Raising the stakes in TX and OH
Posted: Tuesday, February 19, 2008 3:20 PM by Mark Murray
From NBC/NJ's Athena Jones and NBC's Mark Murray
Even though today's battlegrounds are in Wisconsin and Hawaii, the Clinton campaign held a conference call with reporters to look ahead to the upcoming pivotal March 4 contests in Ohio and Texas.
"The Obama campaign is going to be pulling resources into these two states," Clinton communications director Howard Wolfson said. "These are major, major, major battleground states and they will be hotly contested," he said. "It will be a major test of the two candidates."
At the same time as it raised the stakes in Ohio and Texas -- two states where polls have shown Clinton to be leading, although a new poll shows a tie in Texas -- the Clinton campaign downplayed the Wisconsin primary and said a loss there wouldn't hurt its prospects in other states. "Wisconsin and Hawaii are both states that the Obama campaign predicted big victories in," Wolfson said. (In fact, the now-famous leaked Obama memo projects Obama winning in those respective states, 53%-46% and 52%-47%.)

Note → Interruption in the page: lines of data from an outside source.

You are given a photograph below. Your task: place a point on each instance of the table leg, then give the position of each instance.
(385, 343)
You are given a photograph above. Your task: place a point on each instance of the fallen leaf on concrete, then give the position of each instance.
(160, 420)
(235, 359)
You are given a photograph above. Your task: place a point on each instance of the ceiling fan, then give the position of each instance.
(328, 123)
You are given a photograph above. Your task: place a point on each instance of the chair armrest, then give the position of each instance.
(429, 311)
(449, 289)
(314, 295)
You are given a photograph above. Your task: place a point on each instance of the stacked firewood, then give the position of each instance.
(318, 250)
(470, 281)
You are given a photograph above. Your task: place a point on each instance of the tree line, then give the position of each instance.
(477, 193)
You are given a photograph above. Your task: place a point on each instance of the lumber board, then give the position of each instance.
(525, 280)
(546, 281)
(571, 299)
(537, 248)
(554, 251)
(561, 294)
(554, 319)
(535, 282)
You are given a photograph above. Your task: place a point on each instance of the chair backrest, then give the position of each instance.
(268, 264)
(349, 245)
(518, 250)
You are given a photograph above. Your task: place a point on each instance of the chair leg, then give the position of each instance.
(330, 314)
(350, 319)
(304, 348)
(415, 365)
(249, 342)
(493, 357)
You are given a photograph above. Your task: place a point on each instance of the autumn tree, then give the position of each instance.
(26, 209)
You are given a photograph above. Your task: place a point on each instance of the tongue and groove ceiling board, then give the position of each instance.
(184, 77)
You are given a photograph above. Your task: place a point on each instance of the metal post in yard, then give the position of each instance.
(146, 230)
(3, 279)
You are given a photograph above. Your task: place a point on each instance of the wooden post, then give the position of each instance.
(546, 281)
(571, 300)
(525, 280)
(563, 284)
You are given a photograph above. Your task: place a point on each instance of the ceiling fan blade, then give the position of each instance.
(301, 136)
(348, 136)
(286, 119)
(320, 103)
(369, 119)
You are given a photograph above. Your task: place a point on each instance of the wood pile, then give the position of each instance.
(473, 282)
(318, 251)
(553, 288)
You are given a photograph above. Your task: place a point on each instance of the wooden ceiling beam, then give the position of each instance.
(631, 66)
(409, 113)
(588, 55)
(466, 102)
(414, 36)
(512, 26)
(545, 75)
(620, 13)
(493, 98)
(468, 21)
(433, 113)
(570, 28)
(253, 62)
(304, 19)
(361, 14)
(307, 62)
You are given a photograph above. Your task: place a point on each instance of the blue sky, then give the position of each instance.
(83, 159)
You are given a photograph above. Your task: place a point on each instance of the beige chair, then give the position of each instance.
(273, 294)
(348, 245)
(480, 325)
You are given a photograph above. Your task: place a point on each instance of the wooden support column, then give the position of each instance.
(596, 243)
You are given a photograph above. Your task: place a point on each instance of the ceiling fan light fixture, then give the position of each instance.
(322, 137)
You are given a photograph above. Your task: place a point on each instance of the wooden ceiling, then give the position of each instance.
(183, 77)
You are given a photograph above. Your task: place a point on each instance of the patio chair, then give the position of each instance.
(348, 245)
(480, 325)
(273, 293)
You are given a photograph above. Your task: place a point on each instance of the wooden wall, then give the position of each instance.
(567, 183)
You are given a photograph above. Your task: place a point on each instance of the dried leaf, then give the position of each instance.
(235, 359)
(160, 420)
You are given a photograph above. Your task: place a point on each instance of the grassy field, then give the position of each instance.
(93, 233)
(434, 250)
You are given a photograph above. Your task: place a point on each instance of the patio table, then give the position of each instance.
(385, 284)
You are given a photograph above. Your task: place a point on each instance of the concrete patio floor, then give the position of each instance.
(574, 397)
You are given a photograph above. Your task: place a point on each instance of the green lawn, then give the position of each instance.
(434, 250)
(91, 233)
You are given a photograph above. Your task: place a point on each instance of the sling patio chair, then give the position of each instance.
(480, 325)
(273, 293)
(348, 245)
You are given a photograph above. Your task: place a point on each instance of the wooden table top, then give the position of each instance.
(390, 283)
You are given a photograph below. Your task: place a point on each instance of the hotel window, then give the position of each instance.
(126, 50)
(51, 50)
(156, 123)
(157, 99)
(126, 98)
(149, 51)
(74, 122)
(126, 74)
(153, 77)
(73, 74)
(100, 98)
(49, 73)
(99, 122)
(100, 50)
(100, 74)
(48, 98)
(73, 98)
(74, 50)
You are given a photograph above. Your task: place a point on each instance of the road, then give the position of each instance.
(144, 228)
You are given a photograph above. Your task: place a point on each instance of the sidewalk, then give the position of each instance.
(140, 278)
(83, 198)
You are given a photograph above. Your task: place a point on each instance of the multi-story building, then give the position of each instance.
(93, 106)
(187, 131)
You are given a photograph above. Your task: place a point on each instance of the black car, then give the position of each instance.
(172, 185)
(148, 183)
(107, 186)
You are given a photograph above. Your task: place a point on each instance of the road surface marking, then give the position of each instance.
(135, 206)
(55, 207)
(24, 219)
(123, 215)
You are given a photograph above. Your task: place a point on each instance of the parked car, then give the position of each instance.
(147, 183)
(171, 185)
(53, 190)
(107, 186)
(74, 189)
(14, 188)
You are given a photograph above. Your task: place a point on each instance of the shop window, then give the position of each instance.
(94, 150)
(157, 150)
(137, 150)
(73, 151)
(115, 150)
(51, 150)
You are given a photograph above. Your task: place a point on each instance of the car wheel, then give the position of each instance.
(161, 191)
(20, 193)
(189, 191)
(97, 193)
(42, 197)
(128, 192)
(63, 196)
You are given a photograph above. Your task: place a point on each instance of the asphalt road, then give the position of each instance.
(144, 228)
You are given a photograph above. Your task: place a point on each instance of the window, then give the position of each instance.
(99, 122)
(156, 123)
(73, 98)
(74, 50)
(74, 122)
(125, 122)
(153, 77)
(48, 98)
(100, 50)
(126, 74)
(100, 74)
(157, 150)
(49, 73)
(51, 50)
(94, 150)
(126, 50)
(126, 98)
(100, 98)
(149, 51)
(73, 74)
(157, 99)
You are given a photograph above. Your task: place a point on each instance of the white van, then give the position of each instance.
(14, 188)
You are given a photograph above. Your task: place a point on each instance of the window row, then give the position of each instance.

Asked if tonight's results in Wisconsin could have an impact on the March 4 states, Clinton Texas state director Ace Smith replied, "Texas is one of those great, independent-thinking states... I think Texas is going to make up its own mind." Added Robby Mook, the campaign's Ohio state director: "I don't think voters in Ohio are worried about the horserace."
And when asked what kind of margins they hoped to see in Ohio and Texas to close the delegate gap with Obama, there wasn't much of an answer. "The margin is victory," Wolfson said with a chuckle. "Both campaigns are going to try to do everything they can to try to win Texas and Ohio." He argued that 40 delegates separated the candidates, making the race "essentially a tie."
Focusing on Texas, Smith said the campaign is pushing early voting in the state, and it has "about 20 offices open", over 100,000 volunteers, and 4,000 precinct captains (in a state with 8,300 precincts.
In Ohio, Mook said the campaign has a full operation running in all of the state's congressional districts. And he talked about a new ad being rolled out today called "Night Shift" that focuses on economic concerns and announced the senator would participate in a night shift with Ohio workers at some point "in the near future."
The Clinton campaign also said in the conference call that it raised $15 million online in the first 15 days of the month -- because fundraising "exploded" after the news of Clinton's $5 million loan to her campaign. "It's a very significant development in the race. Sen. Obama raised, as everyone knows, a great deal of money in the last month, but we feel that we are gonna have all the resources we need to fund great operations and great programs, in states like Texas and Ohio," Wolfson said.